The facilities committee of the Shelby County Board of Education has given the green light to explore a possible move of the district’s midtown headquarters to downtown Memphis.

Billy Orgel, a businessman and commercial developer who chairs the facilities panel, noted at Tuesday’s meeting that the layout of the 212,000-square-foot headquarters building is inefficient, making it difficult for employees to interact.

Meanwhile, other district offices are “spread out in a lot of different places,” he said. The district maintains a 156,000-square-foot office hub about 17 miles from its main building, while more space near Memphis International Airport houses special education offices.

Orgel said being located downtown, where both the county and city governments have their administrative buildings, could bring “synergies” to the district’s work.

“I think we need to consolidate, and government is downtown and what a great place if we were near government,” he told Chalkbeat on Wednesday. “I’d like to see what the rest of the board thinks about it.”

District administrators said they will research current lease agreements and identify potential downtown sites.

Orgel suggested that the district’s headquarters campus at 160 S. Hollywood St. might become part of the city’s nearby Mid-South Fairgrounds. City officials currently are debating the fairground’s future and whether to tear down the Mid-South Coliseum, a multi-purpose arena on the fairgrounds.

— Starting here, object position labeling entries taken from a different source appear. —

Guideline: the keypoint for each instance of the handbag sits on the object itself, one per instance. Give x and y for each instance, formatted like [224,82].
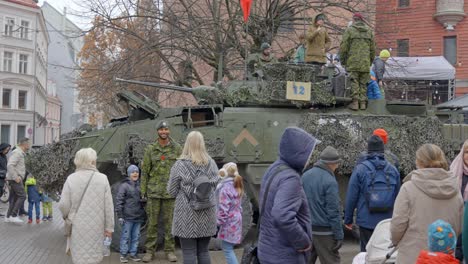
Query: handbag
[68,221]
[250,255]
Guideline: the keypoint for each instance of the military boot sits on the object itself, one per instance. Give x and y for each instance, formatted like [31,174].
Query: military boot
[171,257]
[354,105]
[362,105]
[147,257]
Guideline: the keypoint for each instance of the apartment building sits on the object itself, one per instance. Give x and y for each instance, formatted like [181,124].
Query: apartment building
[24,44]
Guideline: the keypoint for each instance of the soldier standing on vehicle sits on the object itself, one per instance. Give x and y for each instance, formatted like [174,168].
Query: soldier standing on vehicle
[318,41]
[157,163]
[357,51]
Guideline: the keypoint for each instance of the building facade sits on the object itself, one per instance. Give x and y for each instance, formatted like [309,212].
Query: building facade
[66,41]
[426,28]
[23,72]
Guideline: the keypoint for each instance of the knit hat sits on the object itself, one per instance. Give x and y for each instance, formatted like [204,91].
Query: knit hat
[384,54]
[441,237]
[375,144]
[264,46]
[329,155]
[162,124]
[131,169]
[382,134]
[358,16]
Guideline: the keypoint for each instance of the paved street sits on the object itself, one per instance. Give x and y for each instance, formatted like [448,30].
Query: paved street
[45,243]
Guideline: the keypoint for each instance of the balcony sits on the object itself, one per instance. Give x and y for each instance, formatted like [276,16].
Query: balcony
[449,13]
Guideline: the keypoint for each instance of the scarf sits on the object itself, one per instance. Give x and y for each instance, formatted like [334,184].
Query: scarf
[459,168]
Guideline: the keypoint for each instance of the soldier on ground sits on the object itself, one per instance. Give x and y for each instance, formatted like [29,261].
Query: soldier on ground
[318,41]
[357,51]
[157,163]
[257,61]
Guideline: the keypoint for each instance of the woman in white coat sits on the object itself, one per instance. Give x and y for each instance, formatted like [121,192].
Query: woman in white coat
[94,219]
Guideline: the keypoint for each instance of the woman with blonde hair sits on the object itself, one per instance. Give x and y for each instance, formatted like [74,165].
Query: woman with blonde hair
[193,181]
[87,208]
[431,193]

Built in the 1960s, the district’s headquarters building has housed school administrative offices for several decades. At one time, employees for the former Memphis City Schools worked on one side, while their counterparts with Legacy Shelby County Schools worked on the other. When the two districts merged in 2013, a door was unlocked and a wall torn down as a symbolic act of collaboration.

Shelby County Schools is the state’s largest public school district and one of the city’s largest employers.